Un musulman a tué un enseignant, qu’on se rassure il ne se passera rien, sauf, sans doute, que les vocations seront sans doute plus rares… Le professeur assassiné n’était pas historien, mais agrégé de lettres et spécialiste de Julien Gracq.
On nous permettra une petite incise sur l’auteur préféré du malheureux Dominique Bernard. Julien Gracq, lui-même agrégé d’histoire, fera un bout de chemin avec le parti communiste pour s’en éloigner ensuite. Avec Le Rivage des Syrtes, il refusa de recevoir le prix Goncourt en 1951, très opposé à la domination littéraire de l’existentialisme ou du nouveau roman, Sartre et Robbe-Grillet, deux belles figures de déconstructeurs qui ont accouché du monde atteint de sida mental (soit l’absence de défenses immunitaires historiques et sociales) que nous vivons, et dont ce professeur de lettres est un peu la victime.

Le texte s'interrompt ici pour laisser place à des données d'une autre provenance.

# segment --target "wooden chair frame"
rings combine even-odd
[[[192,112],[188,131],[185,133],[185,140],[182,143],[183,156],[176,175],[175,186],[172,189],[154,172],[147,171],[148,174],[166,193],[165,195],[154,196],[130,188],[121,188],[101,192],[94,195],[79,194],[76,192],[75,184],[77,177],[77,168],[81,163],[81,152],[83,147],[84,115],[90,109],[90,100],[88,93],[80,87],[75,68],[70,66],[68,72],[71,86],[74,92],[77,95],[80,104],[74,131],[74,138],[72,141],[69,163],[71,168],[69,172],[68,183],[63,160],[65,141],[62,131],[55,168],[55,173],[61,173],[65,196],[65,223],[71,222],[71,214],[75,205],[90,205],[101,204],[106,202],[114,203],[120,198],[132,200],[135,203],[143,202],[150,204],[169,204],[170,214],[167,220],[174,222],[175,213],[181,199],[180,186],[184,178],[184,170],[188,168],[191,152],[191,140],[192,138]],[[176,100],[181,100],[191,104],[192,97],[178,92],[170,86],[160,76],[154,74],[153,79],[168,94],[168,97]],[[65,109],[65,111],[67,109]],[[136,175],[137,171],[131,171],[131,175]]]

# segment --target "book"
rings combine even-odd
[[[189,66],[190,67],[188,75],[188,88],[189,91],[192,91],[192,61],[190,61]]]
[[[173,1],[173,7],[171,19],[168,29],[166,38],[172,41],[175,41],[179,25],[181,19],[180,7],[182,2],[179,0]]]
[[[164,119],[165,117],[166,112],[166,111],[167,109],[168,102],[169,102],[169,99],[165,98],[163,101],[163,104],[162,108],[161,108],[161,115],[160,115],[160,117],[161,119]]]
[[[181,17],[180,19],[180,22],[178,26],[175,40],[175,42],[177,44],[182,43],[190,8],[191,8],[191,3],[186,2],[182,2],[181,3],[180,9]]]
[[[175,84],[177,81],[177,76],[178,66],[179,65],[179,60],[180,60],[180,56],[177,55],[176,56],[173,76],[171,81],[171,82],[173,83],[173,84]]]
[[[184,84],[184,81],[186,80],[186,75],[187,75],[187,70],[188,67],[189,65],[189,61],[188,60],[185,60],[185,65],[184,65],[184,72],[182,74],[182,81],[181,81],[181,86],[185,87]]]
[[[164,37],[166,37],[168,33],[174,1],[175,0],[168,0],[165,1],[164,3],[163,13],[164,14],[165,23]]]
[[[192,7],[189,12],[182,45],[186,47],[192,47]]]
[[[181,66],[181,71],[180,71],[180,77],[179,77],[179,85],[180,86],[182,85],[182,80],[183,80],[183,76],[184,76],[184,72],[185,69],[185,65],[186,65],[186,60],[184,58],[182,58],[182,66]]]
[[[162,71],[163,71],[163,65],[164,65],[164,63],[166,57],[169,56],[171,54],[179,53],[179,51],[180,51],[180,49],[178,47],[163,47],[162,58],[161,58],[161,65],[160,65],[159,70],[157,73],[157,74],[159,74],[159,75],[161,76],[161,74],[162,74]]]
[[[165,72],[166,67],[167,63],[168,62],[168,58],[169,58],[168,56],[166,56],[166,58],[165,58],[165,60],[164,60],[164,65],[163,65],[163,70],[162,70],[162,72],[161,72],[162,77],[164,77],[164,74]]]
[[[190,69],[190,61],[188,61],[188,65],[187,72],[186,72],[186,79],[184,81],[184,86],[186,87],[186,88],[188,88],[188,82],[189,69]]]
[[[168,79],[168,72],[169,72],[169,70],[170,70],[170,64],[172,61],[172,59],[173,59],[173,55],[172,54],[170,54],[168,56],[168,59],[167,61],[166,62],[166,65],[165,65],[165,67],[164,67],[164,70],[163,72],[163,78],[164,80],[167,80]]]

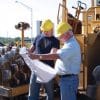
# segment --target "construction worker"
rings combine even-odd
[[[79,84],[81,52],[72,27],[65,22],[57,26],[57,36],[63,46],[53,54],[29,54],[31,59],[56,60],[55,70],[59,76],[61,100],[77,100],[76,94]]]
[[[57,49],[59,49],[59,40],[53,36],[53,28],[54,25],[51,20],[46,19],[41,24],[42,33],[36,37],[35,41],[29,52],[34,52],[35,54],[47,54],[47,53],[55,53]],[[42,60],[41,60],[42,61]],[[45,64],[54,67],[53,60],[44,60],[42,61]],[[34,72],[31,73],[30,85],[29,85],[29,97],[28,100],[39,100],[39,91],[41,88],[41,83],[36,82],[37,76]],[[53,80],[48,83],[42,84],[47,93],[46,100],[54,100],[53,98]]]

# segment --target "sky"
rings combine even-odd
[[[16,3],[16,1],[18,2]],[[77,7],[77,0],[66,1],[68,12],[74,16],[75,9],[72,6]],[[91,0],[80,1],[86,3],[88,8],[91,6]],[[35,37],[37,35],[37,20],[49,18],[54,23],[57,23],[59,3],[62,3],[62,0],[0,0],[0,37],[20,37],[21,31],[15,29],[15,25],[19,22],[27,22],[29,24],[32,22],[33,34],[31,34],[31,29],[27,29],[24,32],[24,36]],[[25,4],[27,7],[22,4]]]

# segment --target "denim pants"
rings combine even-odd
[[[54,100],[53,98],[53,80],[43,84],[45,91],[47,93],[46,100]],[[41,88],[41,83],[36,82],[36,75],[31,74],[30,85],[29,85],[29,95],[28,100],[39,100],[39,92]]]
[[[59,81],[61,100],[77,100],[78,76],[62,77]]]

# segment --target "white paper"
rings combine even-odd
[[[28,55],[25,54],[24,50],[21,50],[20,54],[28,67],[31,69],[31,71],[37,75],[37,82],[47,83],[56,76],[57,72],[55,69],[51,68],[49,65],[46,65],[39,60],[30,59]],[[22,54],[22,51],[24,52],[24,54]]]

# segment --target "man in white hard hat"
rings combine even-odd
[[[76,94],[79,85],[81,51],[75,39],[72,27],[65,22],[57,26],[57,36],[64,43],[57,53],[53,54],[29,54],[31,59],[55,60],[55,69],[60,77],[61,100],[77,100]]]

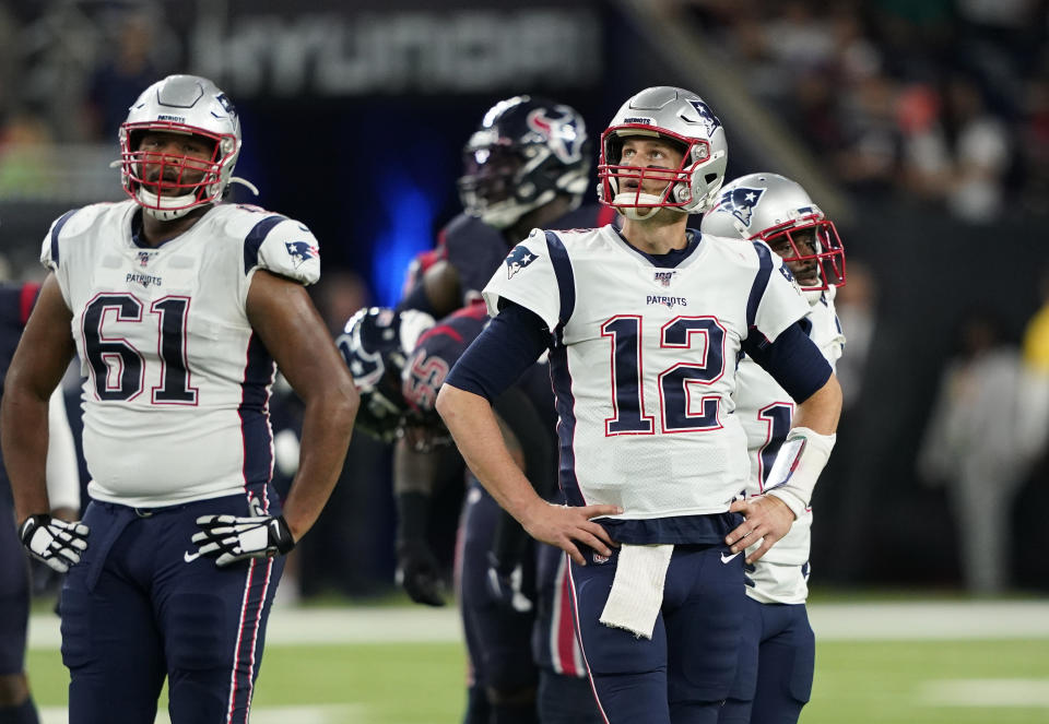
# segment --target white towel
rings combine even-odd
[[[599,619],[605,626],[652,638],[663,605],[663,583],[674,553],[671,544],[635,546],[624,543],[612,591]]]

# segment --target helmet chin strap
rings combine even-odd
[[[615,210],[621,214],[635,222],[644,222],[646,218],[651,218],[660,209],[669,209],[670,211],[676,211],[681,214],[687,214],[687,211],[680,209],[677,206],[638,206],[637,204],[659,204],[662,202],[661,197],[652,195],[651,193],[616,193],[615,198],[612,199],[610,205],[615,206]]]
[[[176,218],[181,218],[200,205],[193,203],[196,199],[197,197],[192,193],[187,193],[180,197],[161,197],[146,191],[142,187],[139,187],[139,190],[135,191],[135,200],[142,206],[142,212],[161,222],[173,222]],[[158,209],[157,206],[161,206],[162,203],[180,207]]]

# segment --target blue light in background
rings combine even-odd
[[[434,214],[437,200],[408,174],[392,171],[379,183],[382,200],[382,230],[375,237],[372,257],[372,288],[380,306],[392,307],[401,299],[404,273],[412,259],[434,246]]]

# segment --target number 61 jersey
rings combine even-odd
[[[561,485],[569,505],[623,507],[627,521],[728,510],[746,485],[733,413],[749,335],[776,337],[809,311],[764,244],[703,236],[672,268],[611,225],[534,230],[485,287],[553,334]],[[702,543],[689,521],[618,527],[627,543]],[[696,531],[698,533],[698,531]]]
[[[221,204],[152,248],[133,237],[137,211],[71,211],[40,254],[73,313],[87,490],[133,507],[243,494],[273,460],[275,366],[248,321],[248,287],[259,269],[317,281],[317,240],[296,221]]]

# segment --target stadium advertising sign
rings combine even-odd
[[[579,88],[600,78],[601,20],[586,5],[347,12],[302,4],[293,15],[201,4],[188,28],[190,67],[241,98]]]

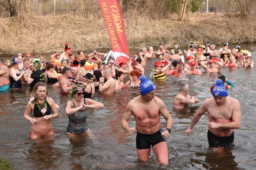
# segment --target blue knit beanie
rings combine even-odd
[[[216,84],[214,85],[213,90],[212,90],[212,96],[213,96],[226,97],[228,94],[225,85],[222,83],[221,79],[217,79]]]
[[[141,81],[140,84],[140,92],[142,96],[146,95],[156,89],[156,86],[150,80],[142,75],[139,78]]]

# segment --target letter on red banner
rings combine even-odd
[[[127,40],[120,8],[117,0],[99,0],[103,14],[116,64],[129,61]]]

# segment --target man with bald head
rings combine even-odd
[[[116,89],[116,82],[112,77],[111,70],[107,69],[103,71],[103,77],[100,78],[99,90],[101,93],[110,94],[115,93]],[[107,81],[104,83],[105,79]]]

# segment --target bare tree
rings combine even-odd
[[[237,4],[237,6],[240,11],[240,14],[242,17],[247,17],[251,10],[252,5],[255,0],[246,0],[246,10],[245,10],[245,7],[243,5],[241,0],[236,0]]]
[[[187,5],[188,0],[181,0],[180,11],[179,11],[179,21],[182,21],[184,19],[185,12],[186,11]]]

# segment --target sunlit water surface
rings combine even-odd
[[[248,48],[253,52],[253,58],[256,47]],[[148,77],[155,61],[147,61],[145,75]],[[0,93],[0,155],[9,160],[15,169],[255,169],[255,69],[224,68],[218,73],[206,73],[200,69],[204,72],[202,75],[182,79],[168,76],[164,81],[151,80],[157,87],[156,96],[165,102],[173,119],[171,137],[167,141],[169,165],[159,165],[152,151],[149,162],[138,161],[136,134],[128,136],[123,129],[121,121],[126,106],[139,94],[138,88],[132,88],[108,98],[96,91],[93,99],[105,107],[89,110],[88,122],[93,136],[78,135],[71,138],[66,134],[69,120],[65,113],[70,99],[60,94],[58,88],[49,86],[51,97],[60,107],[60,116],[52,121],[56,134],[39,141],[30,139],[31,124],[23,116],[31,92],[29,87]],[[218,154],[208,147],[207,113],[191,134],[186,136],[185,133],[205,99],[211,96],[208,86],[221,74],[235,85],[228,92],[229,96],[240,102],[242,119],[241,127],[234,130],[234,145],[226,148],[224,153]],[[200,102],[184,111],[174,111],[173,99],[182,82],[188,84],[189,94],[198,98]],[[162,117],[161,121],[164,128],[165,120]],[[133,116],[129,123],[135,126]]]

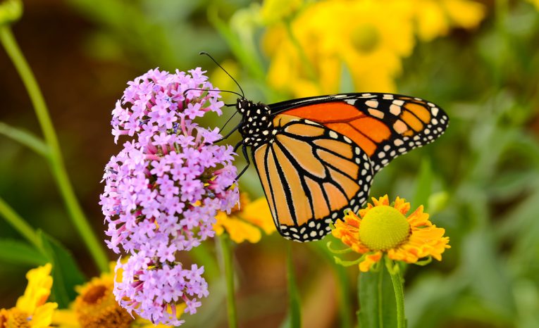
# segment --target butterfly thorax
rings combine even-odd
[[[273,123],[267,105],[239,99],[236,107],[242,114],[240,133],[244,144],[256,147],[273,137]]]

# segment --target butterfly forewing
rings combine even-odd
[[[287,239],[319,239],[345,209],[365,202],[372,165],[350,139],[323,125],[278,115],[273,127],[252,153],[275,225]]]
[[[270,105],[283,113],[318,122],[352,139],[368,155],[375,173],[399,155],[429,144],[449,119],[433,103],[392,94],[345,94]]]

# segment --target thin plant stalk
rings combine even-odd
[[[226,284],[226,310],[228,315],[228,327],[237,328],[237,315],[234,288],[234,267],[232,260],[230,239],[225,232],[219,236],[221,248],[223,252],[223,262],[225,268],[225,282]]]
[[[395,301],[397,302],[397,328],[406,328],[404,288],[402,276],[400,274],[400,267],[387,256],[385,258],[385,267],[388,268],[388,271],[389,271],[391,282],[393,283],[393,290],[395,291]]]
[[[4,25],[0,27],[0,42],[1,42],[8,56],[18,72],[20,78],[23,80],[23,82],[34,106],[34,110],[41,125],[45,141],[50,150],[46,158],[48,160],[53,176],[56,181],[56,184],[58,184],[60,193],[66,203],[70,217],[78,232],[82,238],[82,241],[86,244],[95,263],[101,272],[106,272],[109,270],[109,260],[106,253],[102,244],[92,230],[75,196],[75,192],[63,164],[58,138],[49,115],[49,111],[43,95],[32,70],[17,44],[17,42],[9,26]]]
[[[287,243],[286,252],[286,277],[288,283],[288,317],[290,328],[301,328],[302,313],[299,305],[299,296],[296,284],[296,275],[294,272],[294,261],[292,256],[292,244]]]

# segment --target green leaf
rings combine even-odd
[[[4,134],[26,146],[43,157],[49,156],[49,146],[42,139],[28,131],[13,127],[0,122],[0,134]]]
[[[77,296],[75,286],[82,284],[86,279],[68,250],[42,231],[38,231],[38,235],[43,251],[52,264],[52,298],[60,308],[66,308]]]
[[[397,327],[397,304],[391,277],[385,265],[377,272],[360,272],[358,297],[360,327]]]
[[[12,264],[43,265],[47,258],[29,244],[16,239],[0,239],[0,262]]]
[[[419,168],[419,177],[417,178],[417,184],[416,184],[416,193],[414,195],[412,203],[414,208],[423,205],[425,210],[427,210],[428,196],[432,192],[433,178],[430,160],[427,157],[423,157],[421,160],[421,166]]]

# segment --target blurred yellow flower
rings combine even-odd
[[[393,206],[388,195],[372,200],[374,205],[359,210],[361,217],[349,212],[344,221],[335,222],[332,232],[351,250],[364,254],[359,261],[361,272],[368,271],[383,254],[407,263],[426,257],[442,260],[442,253],[450,248],[449,237],[430,222],[423,206],[406,217],[410,203],[404,199],[397,197]]]
[[[372,0],[314,3],[290,25],[271,27],[263,42],[268,82],[295,96],[339,92],[343,69],[356,90],[394,92],[401,58],[414,45],[402,6]]]
[[[47,302],[51,294],[50,263],[32,269],[26,274],[28,285],[15,308],[0,310],[0,327],[46,328],[50,327],[56,303]]]
[[[58,310],[52,323],[59,328],[166,328],[168,326],[154,324],[139,317],[132,317],[116,302],[114,288],[114,268],[110,263],[110,272],[92,278],[76,291],[78,296],[69,309]],[[121,277],[119,279],[121,279]]]
[[[395,0],[400,1],[400,0]],[[485,18],[483,4],[469,0],[409,0],[422,41],[446,35],[452,27],[472,29]]]
[[[529,2],[531,2],[534,5],[535,5],[535,8],[537,8],[537,10],[539,11],[539,0],[528,0]]]
[[[262,237],[261,229],[266,234],[275,231],[273,219],[265,197],[251,202],[247,193],[240,194],[240,204],[230,215],[220,212],[216,216],[213,229],[218,236],[225,231],[236,244],[248,241],[257,243]]]

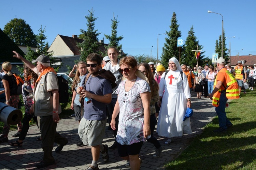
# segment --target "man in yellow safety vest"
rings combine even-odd
[[[233,124],[227,118],[225,111],[228,98],[239,98],[238,86],[234,76],[225,67],[226,61],[222,57],[217,61],[217,67],[219,71],[217,75],[212,92],[209,96],[212,100],[219,119],[219,128],[213,131],[222,132],[227,131]]]

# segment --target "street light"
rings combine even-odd
[[[230,49],[230,39],[231,38],[234,38],[236,37],[233,36],[232,37],[225,37],[226,38],[229,38],[229,63],[230,63],[230,65],[231,65],[231,49]]]
[[[214,14],[217,14],[220,15],[222,17],[222,41],[221,43],[221,57],[223,57],[223,16],[221,14],[218,13],[216,13],[216,12],[213,12],[210,11],[208,11],[208,13],[214,13]]]
[[[152,54],[152,48],[153,48],[153,46],[152,46],[152,47],[151,47],[151,52],[150,52],[150,61],[151,61],[151,59],[152,59],[151,58],[151,54]]]
[[[166,33],[164,33],[163,34],[160,34],[157,35],[157,57],[156,58],[156,64],[157,64],[158,63],[158,35],[159,35],[166,34]]]
[[[243,49],[244,49],[243,48],[242,48],[242,50],[241,50],[241,51]],[[237,62],[238,62],[238,61],[239,61],[239,52],[238,52],[238,55],[237,56]]]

Mais pourquoi l’histoire ?
Pourquoi le Tchétchène cherchait-il le professeur d’histoire ? Parce que, inconsciemment, l’assassin est révisionniste, comme l’islam qui prétend réécrire l’histoire du monde à la « lumière du Coran ». Sans doute, loin d’être fou et psychopathe, comme on a coutume d’expliquer ces assassinats, pour ne pas les comprendre, le tchétchène, radicalisé ou non, ne semble pas être faible d’esprit (l’enquête en cours établira son profil, on peut douter qu’elle aille très avant dans la recherche culturelle, mais qu’on ne nous parle pas de troubles psychologiques!). Le «caucasien» en question se montre conforme à cette réalité qu’est le Coran. Un texte politico-religieux dont le premier pouvoir, c’est d’abord celui de Mahomet. Les textes islamiques, quels qu’ils soient, sont toujours liés à un pouvoir, et, dès cette époque, il n’y a pas un corps de « religieux » indépendant de tout pouvoir qui met au point des textes du Coran, Hadiths compris. Le Coran n’est pas, à proprement parler, un livre d’histoire, un récit historique, toutes les écritures au départ se constituent comme des textes à la fois religieux, sociaux, juridiques et politiques, expressions du pouvoir de Mahomet et des premiers califes. Mais il faut ajouter que l’inconscient collectif islamique est tout empreint de l’âge d’or politique culturel et scientifique entre IXe et XIIIe siècle, suivi d’un très long effacement avant le réveil au XXI °siècle dans une logique de choc de civilisation. Le Livre Saint est unique et exclusif, son texte est en version unique, en une langue unique qui est celle même utilisée par Dieu. Aussi, tout intellectuel musulman qui ose s’aventurer dans l’examen des textes, ainsi que l’aborde un historien sous l’angle historico-critique, devient hérétique et, à ce titre, menacé.
Choc des civilisations ?
En revanche, il ne fait pas de doute que le retour de l’islam est une réaction à la modernité sociale et économique. C’est aussi un rejet sans appel de la culture occidentale. Les islamistes ont peur de se faire emporter par elle et ,les protestations dérisoires de la classe politico-journaliste lui opposant les valeurs de la république et la laïcité, sont justement perçues comme une tentative d’étouffement.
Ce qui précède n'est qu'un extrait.